E o Ministro ainda finaliza: “Com todas as vênias ao e. Ministro Relator, não vejo como essa alteração possa ser compatível com o direito à igualdade e à seguridade social”.

Portanto, a alteração na forma de cálculo da Aposentadoria Especial, trazida pela Emenda Constitucional nº 103 viola os princípios constitucionais da isonomia, da dignidade da pessoa humana, da proporcionalidade, e da vedação do retrocesso, sendo o único entendimento razoável o de consideração pela inconstitucionalidade do art. 26, § 2º, IV, da EC nº 103/2019.

Situação atual da ADI 6309

O Ministro Roberto Barroso, Relator do processo, votou pela improcedência da ADI 6309, declarando, assim, a constitucionalidade das alterações na Aposentadoria Especial trazidas pela EC 103/2019.

O Ministro Gilmar Mendes acompanhou o relator.

O Ministro Edson Fachin antecipou seu voto divergindo do Relator, para julgar procedente a presente Ação Direta, declarando a inconstitucionalidade das alterações da Aposentadoria Especial, de modo a serem mantidas as regras Pré-Reforma.

A então Ministra Rosa Weber acompanhou o voto divergente de Fachin, pela inconstitucionalidade dos artigos da Reforma da Previdência na Aposentadoria Especial.

Portanto, até o momento, há um empate técnico: 2 votos a favor da constitucionalidade e manutenção das alterações trazidas pela Reforma da Previdência (Barroso e Gilmar Mendes) e 2 a favor da inconstitucionalidade, com vedação das alterações da EC 103 na Aposentadoria Especial (Fachin e Rosa Weber). 

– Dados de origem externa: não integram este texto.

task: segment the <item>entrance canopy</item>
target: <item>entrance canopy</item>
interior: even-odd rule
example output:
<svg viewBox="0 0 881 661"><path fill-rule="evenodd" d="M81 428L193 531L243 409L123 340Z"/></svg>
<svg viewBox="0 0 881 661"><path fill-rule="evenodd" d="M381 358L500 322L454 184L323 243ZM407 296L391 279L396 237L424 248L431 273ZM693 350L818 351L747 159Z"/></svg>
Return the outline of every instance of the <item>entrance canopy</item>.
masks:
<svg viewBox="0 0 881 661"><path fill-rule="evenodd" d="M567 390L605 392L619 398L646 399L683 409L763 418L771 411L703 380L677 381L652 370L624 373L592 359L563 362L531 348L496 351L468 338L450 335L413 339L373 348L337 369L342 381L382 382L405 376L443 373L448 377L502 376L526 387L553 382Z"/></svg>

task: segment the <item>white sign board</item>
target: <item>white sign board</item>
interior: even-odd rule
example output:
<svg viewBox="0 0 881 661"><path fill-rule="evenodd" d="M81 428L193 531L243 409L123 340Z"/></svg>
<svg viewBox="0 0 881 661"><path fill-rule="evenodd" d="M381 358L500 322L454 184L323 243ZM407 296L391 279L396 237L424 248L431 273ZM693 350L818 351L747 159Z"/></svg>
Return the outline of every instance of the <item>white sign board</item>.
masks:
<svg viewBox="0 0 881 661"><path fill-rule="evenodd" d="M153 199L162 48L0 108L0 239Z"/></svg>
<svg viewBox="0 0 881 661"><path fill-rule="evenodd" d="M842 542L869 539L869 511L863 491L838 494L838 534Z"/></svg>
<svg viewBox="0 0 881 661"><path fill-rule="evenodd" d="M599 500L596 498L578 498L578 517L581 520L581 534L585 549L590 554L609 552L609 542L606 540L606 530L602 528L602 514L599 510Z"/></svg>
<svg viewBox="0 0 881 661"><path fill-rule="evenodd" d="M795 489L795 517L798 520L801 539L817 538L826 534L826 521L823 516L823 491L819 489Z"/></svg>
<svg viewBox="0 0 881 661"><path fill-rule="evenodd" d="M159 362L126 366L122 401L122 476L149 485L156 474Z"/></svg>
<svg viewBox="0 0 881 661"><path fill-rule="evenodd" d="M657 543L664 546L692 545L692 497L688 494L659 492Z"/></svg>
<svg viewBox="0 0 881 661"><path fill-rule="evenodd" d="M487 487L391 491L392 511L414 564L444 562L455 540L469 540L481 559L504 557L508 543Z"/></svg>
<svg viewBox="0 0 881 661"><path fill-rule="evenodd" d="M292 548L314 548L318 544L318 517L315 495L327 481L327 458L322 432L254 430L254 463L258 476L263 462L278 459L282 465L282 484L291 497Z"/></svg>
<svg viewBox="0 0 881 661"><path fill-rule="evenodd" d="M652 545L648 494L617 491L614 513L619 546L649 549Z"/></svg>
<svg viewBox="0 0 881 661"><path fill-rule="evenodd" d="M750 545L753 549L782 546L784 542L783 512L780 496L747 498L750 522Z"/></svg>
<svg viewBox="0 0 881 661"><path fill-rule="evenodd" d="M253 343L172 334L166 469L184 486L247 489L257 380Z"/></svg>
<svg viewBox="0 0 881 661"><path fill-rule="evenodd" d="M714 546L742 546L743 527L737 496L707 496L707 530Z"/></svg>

O processo encontra-se aguardando nova inclusão em Pauta para julgamento, após a suspensão pelo pedido de vistas solicitado pelo Ministro Alexandre de Moraes.

Restam ser proferidos os votos dos demais ministros do STF, com exceção do ministro Flávio Dino, que não apresentará voto na ADI, visto que assumiu a cadeira da ex-ministra Rosa Weber, que já havia votado.

Conclusão

A EC 103/2019, ao impor idade mínima, vedar a conversão do tempo especial e reduzir o valor do benefício, desconfigurou a essência da Aposentadoria Especial. De medida preventiva, o instituto passou a ser uma indenização tardia, concedida após a consolidação dos danos à saúde do trabalhador.

As consequências concretas são graves: maior exposição a riscos, aumento de doenças ocupacionais, perda de qualidade de vida e insegurança financeira.

Sob o ponto de vista constitucional, essas alterações ferem princípios fundamentais, tais como o da dignidade da pessoa humana (Art. 1º, III), dos valores sociais do trabalho (Art. 1º, IV), do direito à redução dos riscos inerentes ao trabalho (Art. 7º, XXII), da proporcionalidade e da isonomia (Art. 201, §1º – redação dada pela EC 20/98).

Além disso, afrontam a vedação ao retrocesso social (art. 60, § 4º CF/88), pois direitos já consolidados e que materializavam a proteção constitucional foram restringidos sem justificativa legítima e proporcional.

Por essas razões, é imprescindível que a ADI 6309 seja julgada procedente, restaurando a função protetiva da Aposentadoria Especial e reafirmando o compromisso do Estado brasileiro com a dignidade, a saúde e a valorização do trabalho.